I don't understand the following proof:
In $P_n(k)$, $n>1$ the Fano plane is satisfied if and only if the characteristic of $k=2$. Using homogeneous coordinates:
Take $A=\{0,0,1\}$, $B=\{1,0,0\}$, $C=\{0,1,0\}$, and $D=\{1,1,1\}$
From here, he can determine the equations of the lines AC, AB and AD. Therefore he has that $P=\{0,1,1\}$, $Q=\{1,1,0\}$, $R=\{1,0,1\}$. How does one obtain these coordinates?
Finally, $P,Q,R$ are on the same line of equation $ax+by+cz=0$. This is equivalent to $a+b=b+c=a+c=0$ which has a no trivial solution if and only if $k$ has characteristic $2$.
I know the basics of the homogeneous coordinate system, and I still can figure out this proof.
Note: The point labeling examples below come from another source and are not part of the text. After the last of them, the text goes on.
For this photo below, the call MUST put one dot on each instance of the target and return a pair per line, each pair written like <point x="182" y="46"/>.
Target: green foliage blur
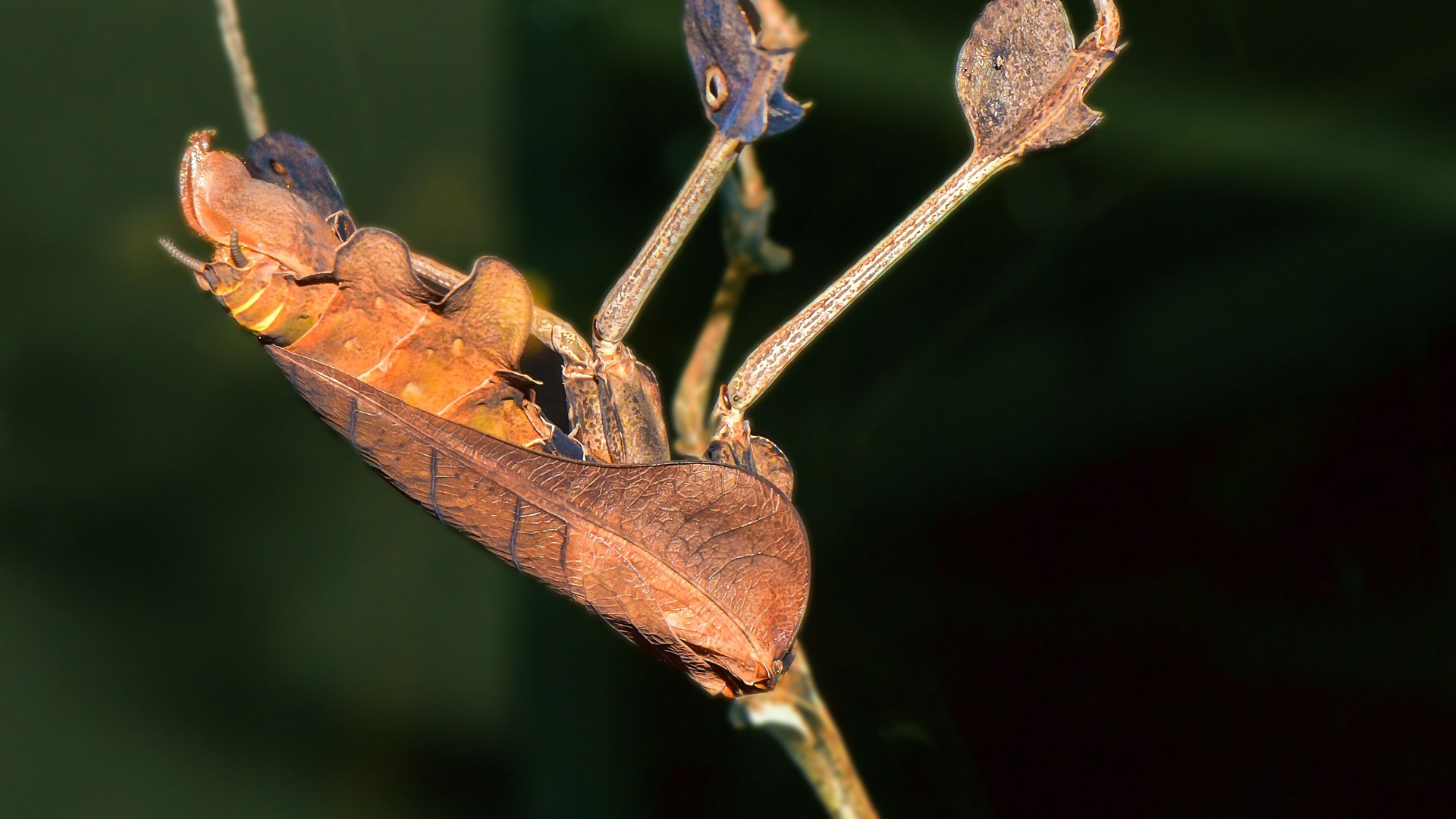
<point x="1131" y="491"/>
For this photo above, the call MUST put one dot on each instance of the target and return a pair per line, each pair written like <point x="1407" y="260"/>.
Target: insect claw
<point x="237" y="251"/>
<point x="196" y="265"/>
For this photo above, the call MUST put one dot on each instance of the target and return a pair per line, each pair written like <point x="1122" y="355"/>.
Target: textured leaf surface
<point x="705" y="564"/>
<point x="752" y="42"/>
<point x="1021" y="76"/>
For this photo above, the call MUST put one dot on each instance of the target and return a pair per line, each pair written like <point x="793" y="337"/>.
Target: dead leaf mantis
<point x="705" y="560"/>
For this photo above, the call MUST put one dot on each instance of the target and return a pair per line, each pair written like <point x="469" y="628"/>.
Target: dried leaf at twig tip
<point x="1021" y="76"/>
<point x="742" y="52"/>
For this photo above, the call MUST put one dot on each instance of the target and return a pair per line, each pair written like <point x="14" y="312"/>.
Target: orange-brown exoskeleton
<point x="705" y="561"/>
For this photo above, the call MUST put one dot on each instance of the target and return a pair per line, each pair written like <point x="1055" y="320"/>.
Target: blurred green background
<point x="1131" y="491"/>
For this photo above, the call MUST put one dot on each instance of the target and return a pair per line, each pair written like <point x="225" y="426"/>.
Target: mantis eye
<point x="715" y="88"/>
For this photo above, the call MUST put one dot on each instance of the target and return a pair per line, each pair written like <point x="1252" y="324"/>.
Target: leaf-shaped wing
<point x="742" y="52"/>
<point x="1021" y="76"/>
<point x="705" y="564"/>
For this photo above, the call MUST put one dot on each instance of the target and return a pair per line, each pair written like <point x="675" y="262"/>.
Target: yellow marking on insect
<point x="268" y="321"/>
<point x="249" y="303"/>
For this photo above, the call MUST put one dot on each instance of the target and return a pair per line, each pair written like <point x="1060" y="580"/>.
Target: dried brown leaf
<point x="1021" y="76"/>
<point x="702" y="563"/>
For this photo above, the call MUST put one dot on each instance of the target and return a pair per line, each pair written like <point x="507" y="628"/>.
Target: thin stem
<point x="693" y="395"/>
<point x="696" y="388"/>
<point x="626" y="297"/>
<point x="797" y="716"/>
<point x="767" y="362"/>
<point x="248" y="98"/>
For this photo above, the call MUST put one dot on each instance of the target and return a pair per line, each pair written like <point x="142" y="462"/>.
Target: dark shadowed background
<point x="1131" y="491"/>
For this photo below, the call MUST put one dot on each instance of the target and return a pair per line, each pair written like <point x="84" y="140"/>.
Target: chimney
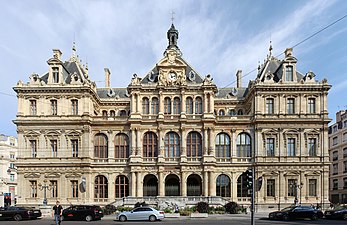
<point x="57" y="54"/>
<point x="107" y="77"/>
<point x="288" y="52"/>
<point x="238" y="78"/>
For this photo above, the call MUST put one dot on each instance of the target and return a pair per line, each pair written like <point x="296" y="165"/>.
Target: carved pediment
<point x="32" y="175"/>
<point x="52" y="175"/>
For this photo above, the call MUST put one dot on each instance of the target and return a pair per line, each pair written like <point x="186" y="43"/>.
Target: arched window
<point x="100" y="146"/>
<point x="223" y="186"/>
<point x="222" y="145"/>
<point x="172" y="145"/>
<point x="150" y="146"/>
<point x="122" y="186"/>
<point x="121" y="146"/>
<point x="189" y="105"/>
<point x="198" y="105"/>
<point x="177" y="106"/>
<point x="145" y="106"/>
<point x="100" y="187"/>
<point x="243" y="145"/>
<point x="155" y="106"/>
<point x="167" y="105"/>
<point x="194" y="145"/>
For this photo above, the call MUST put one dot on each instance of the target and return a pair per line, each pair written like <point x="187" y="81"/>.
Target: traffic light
<point x="249" y="179"/>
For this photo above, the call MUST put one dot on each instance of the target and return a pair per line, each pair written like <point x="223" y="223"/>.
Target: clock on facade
<point x="172" y="76"/>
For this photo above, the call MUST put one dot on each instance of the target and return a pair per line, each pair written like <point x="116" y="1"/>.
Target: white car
<point x="141" y="213"/>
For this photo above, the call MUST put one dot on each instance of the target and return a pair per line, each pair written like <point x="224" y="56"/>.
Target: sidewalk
<point x="257" y="215"/>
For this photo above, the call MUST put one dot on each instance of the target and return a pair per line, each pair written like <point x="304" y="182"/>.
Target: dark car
<point x="296" y="212"/>
<point x="19" y="213"/>
<point x="83" y="212"/>
<point x="339" y="212"/>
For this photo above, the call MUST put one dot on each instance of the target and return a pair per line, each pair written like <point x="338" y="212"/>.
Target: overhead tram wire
<point x="299" y="43"/>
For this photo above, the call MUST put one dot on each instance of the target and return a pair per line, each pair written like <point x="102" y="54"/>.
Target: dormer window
<point x="55" y="74"/>
<point x="289" y="73"/>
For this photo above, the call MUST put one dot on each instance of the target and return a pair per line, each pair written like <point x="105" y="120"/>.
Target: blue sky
<point x="216" y="37"/>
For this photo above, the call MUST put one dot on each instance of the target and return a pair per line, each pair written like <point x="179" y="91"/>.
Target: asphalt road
<point x="211" y="220"/>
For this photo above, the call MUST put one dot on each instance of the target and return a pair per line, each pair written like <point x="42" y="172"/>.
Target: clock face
<point x="172" y="76"/>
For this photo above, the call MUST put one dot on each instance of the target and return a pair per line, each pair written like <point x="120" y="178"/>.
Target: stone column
<point x="206" y="184"/>
<point x="133" y="184"/>
<point x="212" y="184"/>
<point x="139" y="186"/>
<point x="161" y="184"/>
<point x="184" y="184"/>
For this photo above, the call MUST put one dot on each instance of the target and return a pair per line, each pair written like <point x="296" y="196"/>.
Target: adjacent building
<point x="338" y="157"/>
<point x="172" y="135"/>
<point x="8" y="171"/>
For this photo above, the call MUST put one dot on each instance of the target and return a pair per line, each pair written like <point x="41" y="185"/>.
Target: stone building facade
<point x="8" y="171"/>
<point x="173" y="135"/>
<point x="338" y="157"/>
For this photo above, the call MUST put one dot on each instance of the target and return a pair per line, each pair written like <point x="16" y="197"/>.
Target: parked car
<point x="82" y="212"/>
<point x="297" y="212"/>
<point x="141" y="213"/>
<point x="19" y="213"/>
<point x="339" y="212"/>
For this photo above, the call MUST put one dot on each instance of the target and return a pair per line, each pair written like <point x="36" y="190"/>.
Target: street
<point x="214" y="219"/>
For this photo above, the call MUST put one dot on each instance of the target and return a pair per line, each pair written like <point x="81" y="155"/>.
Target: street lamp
<point x="45" y="187"/>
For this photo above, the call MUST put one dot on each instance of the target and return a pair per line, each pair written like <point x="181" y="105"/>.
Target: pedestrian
<point x="57" y="213"/>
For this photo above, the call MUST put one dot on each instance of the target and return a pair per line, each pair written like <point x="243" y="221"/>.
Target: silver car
<point x="141" y="213"/>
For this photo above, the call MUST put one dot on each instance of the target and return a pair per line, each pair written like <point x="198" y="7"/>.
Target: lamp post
<point x="45" y="187"/>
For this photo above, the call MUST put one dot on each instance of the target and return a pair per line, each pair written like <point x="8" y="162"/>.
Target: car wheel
<point x="152" y="218"/>
<point x="17" y="217"/>
<point x="89" y="218"/>
<point x="314" y="217"/>
<point x="285" y="217"/>
<point x="122" y="218"/>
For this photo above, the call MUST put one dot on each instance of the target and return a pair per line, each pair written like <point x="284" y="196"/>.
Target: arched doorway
<point x="194" y="187"/>
<point x="172" y="185"/>
<point x="150" y="185"/>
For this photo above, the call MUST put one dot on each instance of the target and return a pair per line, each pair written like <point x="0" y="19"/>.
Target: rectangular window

I would really appreciate if somone explained this proof step by step.
How to obtain $P=\{0,1,1\}$? Well, the line $AC$ is characterized by $x=0$ or equivalently homogeneous line coordinates $\{1,0,0\}$. Likewise $BD$ is $y=z$ or equivalently $\{0,1,-1\}$. You could compute these line coordinates using cross products, or by looking sharply at the numbers, as there is only one homogeneous linear equation (i.e. without constant term) satisfied by both points on each line. So $P$ needs to have $x=0$ and $y=z$, which means $\{0,1,1\}$ and its multiples are the only solution. But multiples of homogeneous coordinates are the same point.
In a similar fashion, $Q$ is characterized by $z=0$ from $BC$ and by $x=y$ from $AD$ leading to $\{1,1,0\}$ and $R$ is characterized by $y=0$ from $AB$ and by $x=z$ from $CD$ leading to $\{1,0,1\}$.
The line $PQ$ could be described by $x+z=y$ or $\{1,-1,1\}$. Likewise $PR$ is $x+y=z$ or $\{1,1,-1\}$. If these two are to be the same line, you need a field where $1=-1$ i.e. characteristic $2$.
Hope this perspective helps you. There are many ways to interpret projective concepts, and this is a guess at what might be useful. Others may come up with completely different explanations, suitable for different visitors of this question.